PS: as odd as this question is it still meets all the criteria for a question on SO.
That game was Computer Space. In 1971, the duo sold the Computer Space prototype to quiz machine maker Nutting Associates who manufactured 1,500 machines. Computer Space became the First commercially available arcade videogame.
The first commercial arcade video game was Computer Space (1971), which was developed by Nolan Bushnell and Ted Dabney and was based on Spacewar.
Not a commercial game, but I was in a game jam just this last weekend, and we wrote the entire game (a small MMO) in Prolog. It's probably only a fantasy, but we discussed expanding the game into a game engine. That game engine would be rule based.
I guess I should add that I've worked on prolog systems that were near real time.
I work in the game industry and I doubt it very much. I have seen only one guy use prolog and it was for a build bot rule to automerge git branches into subproducts and overversions, and not in a game company.
That said, it could make sense for some fuzzy AI, but everything related to AI in the business is far from the research papers in practice. Real game developpers and producers hate unpredictability, basically for business reasons, today games are merely interactive movies.
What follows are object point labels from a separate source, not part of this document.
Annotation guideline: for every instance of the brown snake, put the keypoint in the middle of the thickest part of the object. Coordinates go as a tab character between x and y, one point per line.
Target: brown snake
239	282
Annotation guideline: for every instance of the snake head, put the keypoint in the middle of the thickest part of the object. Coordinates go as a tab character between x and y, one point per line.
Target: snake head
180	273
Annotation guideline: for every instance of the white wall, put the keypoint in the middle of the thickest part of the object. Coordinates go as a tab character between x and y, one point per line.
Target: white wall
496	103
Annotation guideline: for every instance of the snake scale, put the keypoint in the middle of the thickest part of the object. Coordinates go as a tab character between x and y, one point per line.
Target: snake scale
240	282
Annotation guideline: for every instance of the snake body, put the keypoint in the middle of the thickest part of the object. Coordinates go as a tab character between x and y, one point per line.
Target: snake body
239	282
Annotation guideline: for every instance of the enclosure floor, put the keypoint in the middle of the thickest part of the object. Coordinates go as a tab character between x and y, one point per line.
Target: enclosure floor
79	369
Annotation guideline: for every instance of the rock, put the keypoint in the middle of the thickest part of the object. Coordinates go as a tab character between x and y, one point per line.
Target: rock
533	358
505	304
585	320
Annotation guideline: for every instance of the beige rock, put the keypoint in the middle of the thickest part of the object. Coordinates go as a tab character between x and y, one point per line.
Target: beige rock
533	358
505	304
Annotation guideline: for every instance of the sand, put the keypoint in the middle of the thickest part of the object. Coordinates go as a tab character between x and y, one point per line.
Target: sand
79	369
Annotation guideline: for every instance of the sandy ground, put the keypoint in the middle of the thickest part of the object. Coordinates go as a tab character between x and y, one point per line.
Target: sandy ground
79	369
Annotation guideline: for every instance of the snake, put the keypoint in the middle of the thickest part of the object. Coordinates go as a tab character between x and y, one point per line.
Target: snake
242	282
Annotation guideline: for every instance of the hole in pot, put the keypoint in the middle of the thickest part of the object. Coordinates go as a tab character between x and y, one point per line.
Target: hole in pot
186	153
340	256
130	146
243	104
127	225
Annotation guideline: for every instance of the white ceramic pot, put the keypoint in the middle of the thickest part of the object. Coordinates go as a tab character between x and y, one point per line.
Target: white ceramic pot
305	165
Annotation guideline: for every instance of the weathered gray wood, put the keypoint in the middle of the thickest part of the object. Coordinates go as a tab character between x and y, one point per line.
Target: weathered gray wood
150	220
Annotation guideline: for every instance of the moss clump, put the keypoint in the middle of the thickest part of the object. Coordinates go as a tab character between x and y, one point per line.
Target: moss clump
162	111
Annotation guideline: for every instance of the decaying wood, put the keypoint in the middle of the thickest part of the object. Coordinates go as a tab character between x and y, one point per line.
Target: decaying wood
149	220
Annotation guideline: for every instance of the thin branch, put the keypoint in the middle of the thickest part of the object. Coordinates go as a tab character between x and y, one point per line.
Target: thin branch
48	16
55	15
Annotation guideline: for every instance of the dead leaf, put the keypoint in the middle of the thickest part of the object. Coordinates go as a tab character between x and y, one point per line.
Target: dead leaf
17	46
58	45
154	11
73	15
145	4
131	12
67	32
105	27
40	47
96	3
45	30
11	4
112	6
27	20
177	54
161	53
Everything is on rail, scripted and controlled. Artists are very uncomnfortable with algorithmical rules, and game designers are artists. In my programmer's opinion, games with sophisticated AI must have beneficiated from a high ranking programmer in the company to push for it.
Or the game really required it, for example hitman. However if you see some of their talks (they have presentations at GDC, Cedec...) they say most of their work is empirical, and I tend to think by that, made in typical imperative programming.
Thirdly, you also get the problem of maintenance, and people knowing the language, which is.. few. Most of computer science graduates will have heard of it, followed some tutorial at the school/university but quickly forgotten about it anyway later. And you see, in game companies, a good percentage of programmers are self made, and even drop outs ! This leaves little room for prolog I can tell you that.
Lastly, you need to think about a technical point : performance. prolog underlying execution machine is somekind of a danger to real time. Because it has this simplex solver based on tree branches elimination heuristics which can run for god knows how long. Most games make scarse use of multi threading because of platforms limitation, or because of synchronization problems with the game data which has to be in synch on a by-frame basis for lots of things.